Der Papstbesuch als Weckruf
30 Jahre später spricht Kwaśniewski, der von 1995 bis 2005 polnischer Staatspräsident war, auf Einladung der Friedrich-Ebert-Stiftung auf einer Veranstaltung an der Georgetown Universität in Washington. „Ein Mann kam zu Genscher und gab ihm ein kleines Stück Papier. Genscher hat dann Kohl sofort informiert“, berichtet Kwaśniewski weiter. In Berlin war die Mauer gefallen.
1989 ist für Kwaśniewski eines der wichtigsten Jahre in der Geschichte der Menschheit, insbesondere mit Blick auf Ostmitteleuropa. Der frühere polnische Präsident weist auf die Vorgeschichte des friedlichen Umbruchs in seinem Land hin. Bereits der Besuch von Papst Johannes Paul II. 1979 sei ein Weckruf für die polnische Zivilgesellschaft gewesen. Im Jahr darauf gründete sich die Gewerkschaft Solidarnosc. Und auch 1989 führten die Runde-Tisch-Gespräche in Polen bereits im Sommer des Jahres zu den ersten halbwegs freien Wahlen, durch die Mazowiecki ins Amt kam. „Das hat gezeigt, dass Veränderungen auch ohne Krieg und Blutvergießen möglich sind. Das war einzigartig in der polnischen Geschichte“, sagt Kwaśniewski.
Erfolgsgeschichte für Ost- und Mitteleuropa
Die polnische Nachwendezeit ist für Kwaśniewski eine Erfolgsgeschichte. Die Länder Ostmitteleuropas bauten demokratische Institutionen auf, garantierten die Menschenrechte und erlebten wirtschaftliches Wachstum. Beispielhaft führt Kwaśniewski an, dass das polnische Bruttoinlandsprodukt 1990 auf dem Niveau der Ukraine gewesen sei. Heute sei es viermal so hoch wie das des Nachbarlandes. „Wir sollten stolz auf das sein, was wir geschafft haben. Es war nicht einfach, es hat viel gekostet, aber viele Länder Ost- und Mitteleuropas sind heute in einer besseren Situation“, meint Kwaśniewski daher.
Während seiner Präsidentschaft trat Polen 1999 der NATO bei. „Das war eine wirkliche Garantie für Sicherheit. Wir sind unseren amerikanischen Freunden dafür sehr dankbar“, sagt Kwaśniewski und hebt insbesondere die Rolle der damaligen US-amerikanischen Außenministerin Madeleine Albright hervor. Sie habe besonderes „Fingerspitzengefühl“ bewiesen.

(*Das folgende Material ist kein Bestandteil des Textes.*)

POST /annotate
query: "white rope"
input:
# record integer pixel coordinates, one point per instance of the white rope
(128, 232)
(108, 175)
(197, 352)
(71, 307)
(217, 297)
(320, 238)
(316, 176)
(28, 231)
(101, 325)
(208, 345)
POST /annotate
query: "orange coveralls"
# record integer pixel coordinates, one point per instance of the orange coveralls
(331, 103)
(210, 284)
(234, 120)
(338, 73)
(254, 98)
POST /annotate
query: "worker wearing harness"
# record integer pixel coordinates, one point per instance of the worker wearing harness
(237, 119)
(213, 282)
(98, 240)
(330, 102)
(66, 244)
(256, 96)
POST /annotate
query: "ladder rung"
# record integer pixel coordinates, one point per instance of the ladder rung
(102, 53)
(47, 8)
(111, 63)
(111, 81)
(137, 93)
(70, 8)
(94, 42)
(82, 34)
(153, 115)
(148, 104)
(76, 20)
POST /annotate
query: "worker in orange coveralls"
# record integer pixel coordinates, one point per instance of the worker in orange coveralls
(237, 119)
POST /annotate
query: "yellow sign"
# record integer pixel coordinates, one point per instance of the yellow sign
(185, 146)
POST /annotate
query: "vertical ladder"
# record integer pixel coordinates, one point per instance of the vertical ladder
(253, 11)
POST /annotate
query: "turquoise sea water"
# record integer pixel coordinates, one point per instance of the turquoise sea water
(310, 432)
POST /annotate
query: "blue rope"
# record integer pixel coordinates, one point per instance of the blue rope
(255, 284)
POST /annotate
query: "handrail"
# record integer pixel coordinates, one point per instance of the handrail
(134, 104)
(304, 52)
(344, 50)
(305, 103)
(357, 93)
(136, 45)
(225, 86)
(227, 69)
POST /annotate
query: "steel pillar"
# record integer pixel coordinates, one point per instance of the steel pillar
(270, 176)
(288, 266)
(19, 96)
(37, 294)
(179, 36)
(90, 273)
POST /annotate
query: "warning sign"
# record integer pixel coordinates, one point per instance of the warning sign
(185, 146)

Hagel: „Keine Zeit zu reagieren“
Chuck Hagel, der unter Präsident Barack Obama zwischen 2015 und 2017 US-Verteidigungsminister war, betont das gute Verhältnis zwischen Kwaśniewski und ihm: „Wir sind alte Freunde und kennen uns seit vielen Jahren.“ Unter Kwaśniewskis Präsidentschaft habe Polen viel erreicht, lobt Hagel.
30 Jahre nach der friedlichen Revolution erkennt Hagel schwindendes Vertrauen in demokratische Institutionen. Er mahnt daher: „Wenn wir das Vertrauen in die Institutionen verlieren, die unsere Gesellschaft am Laufen halten, bekommen wir größere Probleme, als wir verstehen können.“ Zugleich vollziehe sich der Wandel in der Welt durch Globalisierung und Digitalisierung so schnell wie nie zuvor. „Es gibt keine Zeit, um darauf zu reagieren. Deswegen können wir heute davon lernen, was 1989 in Berlin passiert ist“, sagt Hagel.

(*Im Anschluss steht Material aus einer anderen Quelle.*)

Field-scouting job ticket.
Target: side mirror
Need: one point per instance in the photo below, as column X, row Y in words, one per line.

Kwaśniewski: „Wir brauchen Migration“
Kwaśniewski bemängelt angesichts dieser technologischen Revolution: „Die Politiker haben keine guten Antworten, weil alles zu schnell geht, aber diese Revolution ist nicht aufzuhalten und unumkehrbar.“ Die Globalisierung kreiere eine spezifische Situation, die eng mit der Frage der Migration verknüpft sei. Anders als große Teile der aktuellen polnischen Regierung ist Kwaśniewski der Meinung: „Wir sollten die Grenzen für Migranten offen lassen. Denn wir brauchen Migranten.“
Der frühere polnische Präsident führt an, dass zwei Millionen Polen ihr Land verlassen hätten, dafür arbeiteten 1,5 Millionen Ukrainer in Polen. „Ohne sie wäre die polnische Wirtschaft am Ende“, sagt Kwaśniewski. Wichtig sei jedoch, dass Integration gelinge.

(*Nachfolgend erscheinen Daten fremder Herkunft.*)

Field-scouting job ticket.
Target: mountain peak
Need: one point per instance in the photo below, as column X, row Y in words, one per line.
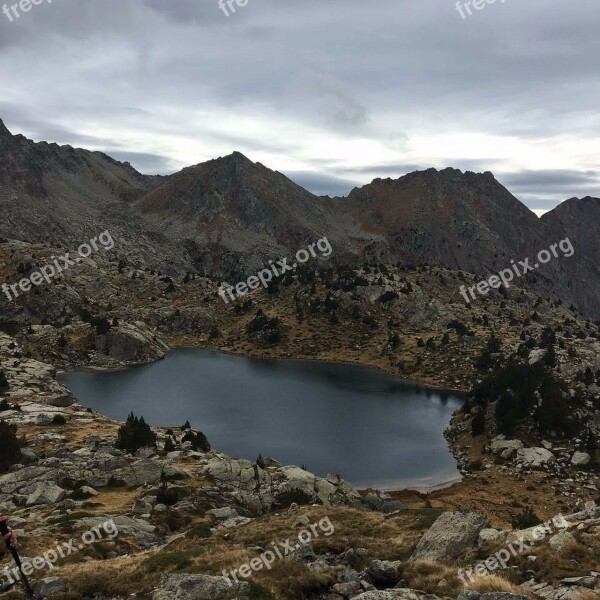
column 4, row 132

Mit der NATO gegen Terrorismus
Kwaśniewski und Hagel betonen außerdem die Bedeutung internationaler – insbesondere der transatlantischen – Zusammenarbeit. Die Welt sei in allen Regionen so gefährlich wie nie zuvor geworden, meint Hagel. „Ohne Verbündete auf internationaler Ebene würden uns die Instrumente fehlen, um den internationalen Terrorismus zu bekämpfen“, ist der ehemalige US-Verteidigungsminister überzeugt. Er kritisiert die aktuelle Verteidigungspolitik unter der Regierung Trump. Diese führe dazu, dass die anderen NATO-Mitgliedsstaaten zunehmend Vertrauen in die USA verlören, wie etwa beim kürzlich erfolgten Abzug des US-Militärs aus Syrien.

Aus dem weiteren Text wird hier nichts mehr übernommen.